Here's Betsy and me yesterday eating Mother's Day lunch at Isabella's (a wonderful restaurant) in Lynchburg. That's my birth mom below. Wish she could have been there. She and Betsy would have liked each other.^
When I was a little kid, say between 6 and 8, I came home on occasion with poison ivy on my little wiener and cried to my mother to help me with it. I had picked up the nasty swelling and itching because of this instinctive reaction little boys have to the urge to pee: they find something big and soak it down. In the woods, where we most often played, that'd be a tree. Poison ivy grew up the sides of trees. I hadn't learned about the poison ivy yet.
So here I am on the verge of tears telling Mom I need a little nursing and she's putting this pink lotion on my weenie, same as she would if it was my elbow. Until the day she wouldn't do that any more. I was probably 8, maybe 9. "Mama, I got it again," I said. "You got the pink stuff?"
But then I got what the little eagle gets when mama thinks its time: she pushed me out of the nest. "I'm going to let you do it this time," she said, smiling and handing the bottle over to me. "You know how and I'm cooking supper."
I'm not much of a sentimentalist, so when I think of my mother, it's stuff like that coming to the top. First time I ever spent the night in city jail, I showed up back home the next day, looking sheepish and mom greeted me with a grin and a cheerful, "What kind of bird can't fly?" Pause. "A jail bird. Hahahahahahahaha...." How the hell did she know? I hadn't told her. And she hadn't judged.
When I trudged into the kitchen--smelling biscuits baking and bacon frying--on one of those mornings after being out carousing with the boys, she'd meet me with, "Toss me your shorts and I'll sew them up again." She knew that Bobby Payne's little Simca--a car--had a spur over the wheel well where you got into the back seat that ripped my pants in the same place every time I went out with him and the boys. She knew I always sat in the same place in that little car and that I would never learn to get in the other side. She just sewed the pants.
The morning after I spent two hours in the back seat of a Winnebago-sized 1960 Buick with Christine Cash--both of us 15, but she quite a bit more experienced than I--Mom said, "Don't spend a lot of time worrying about it. You learn what you need when you need it." I hadn't said a word about my embarrassment. She just knew. She always knew.
Mom never said, "You shouldn't ...", but she often said, in expasperation, "You didn't!"
And she always listened when something was on my mind that was so heavy I couldn't give it to anybody else. I could tell her I was afraid, that I didn't understand, that I was embarrassed--which is worse than anything else. I could ask her why things work the way they do.
You know, I don't recall her saying anything especially profound in those situations--Mom was a simple country woman from Squirrel Creek, N.C.--but I learned a good bit because I could go through the exercise of learning, of questioning, of probing, of discovering how I felt about a whole variety of issues. It was OK to question anything. Anything at all. Even God.

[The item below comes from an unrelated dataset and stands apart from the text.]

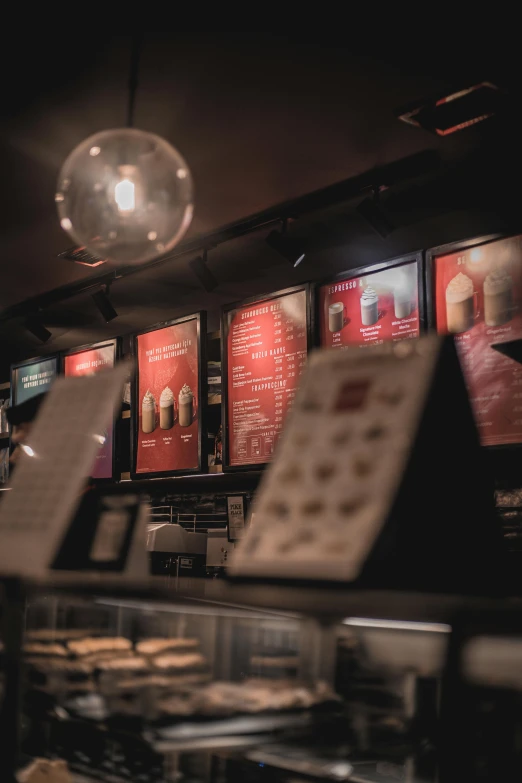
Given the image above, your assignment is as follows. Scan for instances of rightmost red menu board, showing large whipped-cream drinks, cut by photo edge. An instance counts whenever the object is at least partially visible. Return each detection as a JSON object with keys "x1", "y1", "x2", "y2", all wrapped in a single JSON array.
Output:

This is not to give the short sentence to fathers because we--and I have two kids--have our place. It's just a different place. It's not less valuable, less caring, less nurturing. I heard a guy on the radio say the other day that the the worst human experience is a mother losing a child. That's just bullshit. A father's grief is no less sincere, deep and honest. It's simply expressed differently.
Still, the places in our lives of these invaluable people are almost parallel to the spot we fill ourselves. I discovered that when, years after my mother died, Betsy Gehman came along and and put calamine lotion on my bruised ego or my hurt feelings long after I imagined the need for a mother would have dissipated. Betsy has been every bit as giving, guiding, loving, coaching, scolding and kind as any mother could be. And it is important to me, even a couple of months short of my first Social Security check.
There's just some pieces of our lives that need mothering and nobody else can do it.